第20話 風呂場

 入学式が行われた日の宵の口。乙葉はその手に着替えを持って、実家の二階にある自室から下りてきていた。これから入浴に向かうのだが、その表情は少々硬い。これでもマシになってきた方なのだが、この時間だけは、どうしても思うところがある様子だった。


 普段着に身を包んでいる時は、何かに没頭していれば、今の性別を一時的にでも忘れることができる。反面、その全てを脱いでしまうと、否が応でも目の前に現実を突き付けられるのだ。だが、風呂に入らない訳にもいかないため、毎日なるべく手短に済ませていた。


「……自分の身体なんだから、慣れるしかないんだろうけど……」

 そうは言いつつも、全身を洗う時は、ほとんど目を閉じている。そのまま手探りでほぼ全ての作業を終えると、洗面所に戻って、すぐさま身体をバスタオルに包んでいた。

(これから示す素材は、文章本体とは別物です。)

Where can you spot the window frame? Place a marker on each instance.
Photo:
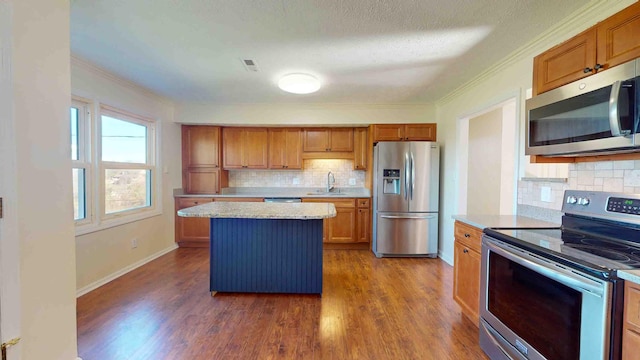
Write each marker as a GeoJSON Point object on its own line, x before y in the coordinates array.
{"type": "Point", "coordinates": [85, 152]}
{"type": "Point", "coordinates": [149, 165]}
{"type": "Point", "coordinates": [97, 219]}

 目の前の鏡に映っているのは、長くなってしまった自分の髪の毛。まだ濡れたままの状態であるため、ドライヤーを使い、前よりも長い時間を掛けて一気に乾かす。次いで、すぐに部屋着へ着替えると、ほっとした様子で洗面所から出ていた。


 その直後——

「お……もう出たのか」

 廊下に実父の顔を発見する。どうやら、そろそろ出てくる頃合いだと察知し、やってきたようだ。乙葉はそう理解してから、素直な言葉を口にしていた。


「……うん。いい湯加減だったよ」

「それは上々。お父さんも、すぐに入るとしようか」

 劉玄も自身の着替えを持っており、入れ替わりで風呂場に向かう。そのまま小部屋のドアを閉めようとしていると、そこで乙葉が思わず口を開いていた。


「でも……やっぱり、なんか気まずいよ」

「ん?」

「風呂は……一家の主である父さんが最初だって、昔から決まってたからね。なんか変な感じだよ」


 この殊勝な発言に、一方の劉玄が明言する。

「……それは仕方がない。年頃の娘は、お父さんのあとに入るのを嫌がるからな」

「いや、そんな余計な気を遣わなくてもいいんだけど?」

 乙葉が即座に本心を告げると、実父は必要以上に驚いていた。


「え? いいの?」

「いいって。本当は娘じゃないんだし。全力で知ってるでしょ?」

「えー……?」

「……なんで残念そうなんだ……」


 乙葉は意味が分からずに困惑している。そんな様子は劉玄も確認していたが、気にしないでさらに告げていた。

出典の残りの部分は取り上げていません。